I'm not familiar with how pxeboot
works. If the switch from an UEFI network driver to another driver happens within pxeboot
that would explain why no further files were requested via tftp.
I should have mentioned that I have disabled secure boot (another potential source of problems).
Tried another approach. I have a Plugable USBC-E2500 so I tried using that as suggested on the iPXE Forum. This also fails with both pxeboot
and pxegrub
. Here is the output for pxegrub
:
Shell> FS0:
FS0:\> ncm.efi
iPXE initianising devices...ok
iPXE 1.21.1+ (gbd136) -- Open Source Network Boot Firmware -- https://ipxe.org
Features: DNS HTTP iSCSI TFTP VLAN AoE EFI Menu
net0: 8c:ae:4c:dd:3e:31 using cdc-ncm on 0000:00:0d.0-3-2.0 (Ethernet) [open]

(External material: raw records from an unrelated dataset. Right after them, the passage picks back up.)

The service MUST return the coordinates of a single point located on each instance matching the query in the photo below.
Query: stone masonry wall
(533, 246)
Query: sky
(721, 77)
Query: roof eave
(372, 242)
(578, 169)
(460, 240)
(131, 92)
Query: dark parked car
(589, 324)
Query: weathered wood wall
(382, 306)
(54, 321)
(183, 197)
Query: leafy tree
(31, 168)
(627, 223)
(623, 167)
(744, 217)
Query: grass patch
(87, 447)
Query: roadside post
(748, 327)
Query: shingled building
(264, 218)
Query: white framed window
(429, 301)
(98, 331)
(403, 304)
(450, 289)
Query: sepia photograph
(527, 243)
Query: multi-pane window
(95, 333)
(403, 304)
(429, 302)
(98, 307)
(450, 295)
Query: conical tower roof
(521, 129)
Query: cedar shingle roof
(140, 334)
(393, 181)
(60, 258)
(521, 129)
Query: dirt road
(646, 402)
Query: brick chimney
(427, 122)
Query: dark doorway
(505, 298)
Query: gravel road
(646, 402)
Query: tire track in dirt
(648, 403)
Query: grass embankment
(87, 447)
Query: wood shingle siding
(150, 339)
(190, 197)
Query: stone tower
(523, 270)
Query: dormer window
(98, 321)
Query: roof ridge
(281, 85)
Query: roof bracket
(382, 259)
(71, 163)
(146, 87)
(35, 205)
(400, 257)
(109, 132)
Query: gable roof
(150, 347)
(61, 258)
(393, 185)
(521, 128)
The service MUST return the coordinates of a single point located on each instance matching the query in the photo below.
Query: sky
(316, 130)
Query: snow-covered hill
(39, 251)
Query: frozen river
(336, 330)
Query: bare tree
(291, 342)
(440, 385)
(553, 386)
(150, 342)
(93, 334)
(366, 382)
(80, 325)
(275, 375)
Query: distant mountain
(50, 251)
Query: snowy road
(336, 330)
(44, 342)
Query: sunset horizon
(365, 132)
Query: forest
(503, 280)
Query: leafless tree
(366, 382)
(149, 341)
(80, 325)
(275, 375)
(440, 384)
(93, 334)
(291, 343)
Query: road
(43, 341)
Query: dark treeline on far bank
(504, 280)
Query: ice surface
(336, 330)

[Link:down, TX:0 TXE:0 RX:0 RXE:0]
[Link status: Unknown (https://ipxe.org/1a086194)]
Waiting for link-up on net0... ok
Configuring (net0 8c:ae:4c:dd:3e:31)...... ok
net0: 192.168.199.254/255.255.255.0 gw 192.168.199.1
net0: fe0::8eae:4cff:fedd:3e31/64
Next server: 192.168.199.2
Filename: pxegrub
tftp://192.168.199.2/pxegrub... ok
pxegrub : 139032 bytes
Could not boot image: Exec format error (https://ipxe.org/2e008081)
No more network devices
FS0\>
It appears that iPXE is unhappy with the format of pxeboot
and pxegrub
. Perhaps the EFI boot expects EFI format files?
Does OmniOS have drivers for USB CDC-NCM or CDC-ECM devices?
Perhaps the EFI boot expects EFI format files?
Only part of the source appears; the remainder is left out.